Most Google Ads accounts waste 20-35% of their budget. That’s not a scare tactic. It’s what we find every time we open a new account for review. Mismatched keywords, broken conversion tracking, campaigns fighting each other for the same queries. The waste is predictable because the mistakes are predictable.
This 25-point checklist is how we audit Google Ads accounts at ScaleGrowth.Digital. It’s the same process we run before recommending a single change to campaign structure, bid strategy, or budget. Every item maps to a specific type of wasted spend or missed opportunity.
Run this yourself. Fix what you find. Or bring us in to do it.
How should you prioritize these 25 audit points?

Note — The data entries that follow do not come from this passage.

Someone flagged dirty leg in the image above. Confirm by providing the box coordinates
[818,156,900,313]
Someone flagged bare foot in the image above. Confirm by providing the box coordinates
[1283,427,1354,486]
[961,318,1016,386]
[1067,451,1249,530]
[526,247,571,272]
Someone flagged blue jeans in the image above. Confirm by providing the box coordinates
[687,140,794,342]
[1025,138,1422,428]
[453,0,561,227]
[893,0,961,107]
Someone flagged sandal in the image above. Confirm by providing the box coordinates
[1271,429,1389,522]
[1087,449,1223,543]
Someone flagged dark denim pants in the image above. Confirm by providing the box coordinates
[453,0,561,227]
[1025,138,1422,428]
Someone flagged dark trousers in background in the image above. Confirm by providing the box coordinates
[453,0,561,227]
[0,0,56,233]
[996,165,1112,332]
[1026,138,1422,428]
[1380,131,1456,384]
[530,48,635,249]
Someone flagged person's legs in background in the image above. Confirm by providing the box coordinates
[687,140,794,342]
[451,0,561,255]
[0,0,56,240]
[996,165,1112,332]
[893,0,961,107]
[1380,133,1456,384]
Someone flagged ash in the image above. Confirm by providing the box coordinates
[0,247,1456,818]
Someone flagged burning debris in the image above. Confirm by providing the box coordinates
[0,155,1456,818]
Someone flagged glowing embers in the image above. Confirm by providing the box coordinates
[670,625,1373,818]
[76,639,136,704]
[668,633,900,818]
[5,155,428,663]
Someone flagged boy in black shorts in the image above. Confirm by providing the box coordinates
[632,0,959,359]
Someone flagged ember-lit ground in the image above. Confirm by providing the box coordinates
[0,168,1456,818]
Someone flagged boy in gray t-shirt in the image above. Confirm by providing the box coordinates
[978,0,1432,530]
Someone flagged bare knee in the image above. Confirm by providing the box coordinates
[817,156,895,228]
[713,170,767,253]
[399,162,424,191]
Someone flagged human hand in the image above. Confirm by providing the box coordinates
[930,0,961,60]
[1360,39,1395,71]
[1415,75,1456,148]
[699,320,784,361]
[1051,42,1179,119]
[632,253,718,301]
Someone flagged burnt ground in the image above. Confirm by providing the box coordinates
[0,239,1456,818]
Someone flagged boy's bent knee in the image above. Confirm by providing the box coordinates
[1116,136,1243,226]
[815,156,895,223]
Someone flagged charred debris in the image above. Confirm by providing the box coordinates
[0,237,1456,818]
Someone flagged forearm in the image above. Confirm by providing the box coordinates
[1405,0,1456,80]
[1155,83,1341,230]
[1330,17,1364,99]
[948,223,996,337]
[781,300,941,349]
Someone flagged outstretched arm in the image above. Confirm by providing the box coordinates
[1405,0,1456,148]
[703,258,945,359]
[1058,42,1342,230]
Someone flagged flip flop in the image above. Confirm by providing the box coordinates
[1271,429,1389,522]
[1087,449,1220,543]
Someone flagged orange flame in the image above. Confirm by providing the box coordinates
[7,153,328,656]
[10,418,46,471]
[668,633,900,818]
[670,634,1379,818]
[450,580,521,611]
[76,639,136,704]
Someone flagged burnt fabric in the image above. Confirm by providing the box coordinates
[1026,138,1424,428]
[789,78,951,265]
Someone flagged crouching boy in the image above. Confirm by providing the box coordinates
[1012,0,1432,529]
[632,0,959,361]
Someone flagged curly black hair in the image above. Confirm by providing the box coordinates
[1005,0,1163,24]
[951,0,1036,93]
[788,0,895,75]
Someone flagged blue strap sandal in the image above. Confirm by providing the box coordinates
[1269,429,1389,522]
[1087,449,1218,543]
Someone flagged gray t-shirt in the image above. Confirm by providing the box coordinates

Not all audit items carry equal weight. Some will immediately stop budget from draining. Others are optimization opportunities you can get to later. Here’s how we tier them:
| Priority | Audit Items | Why This Tier |
|---|---|---|
| Critical (fix immediately) | Conversion tracking, budget allocation, keyword match types, negative keywords, bid strategy alignment | These directly control whether your money is wasted or working. Broken conversion tracking alone makes every other optimization meaningless. |
| Important (fix within 2 weeks) | Account structure, Quality Score, ad copy, landing page alignment, search term reports, geographic targeting, audience targeting | These affect cost-per-conversion and scale potential. You’re paying more than you should without fixing these. |
| Optimize (ongoing) | Ad extensions, device performance, dayparting, remarketing, Performance Max review, attribution model, competitor analysis, campaign settings | These are efficiency gains. They won’t stop bleeding, but they’ll get you 10-30% more from the same budget once the critical items are solid. |
Start at the top. Don’t touch dayparting if your conversion tracking is broken.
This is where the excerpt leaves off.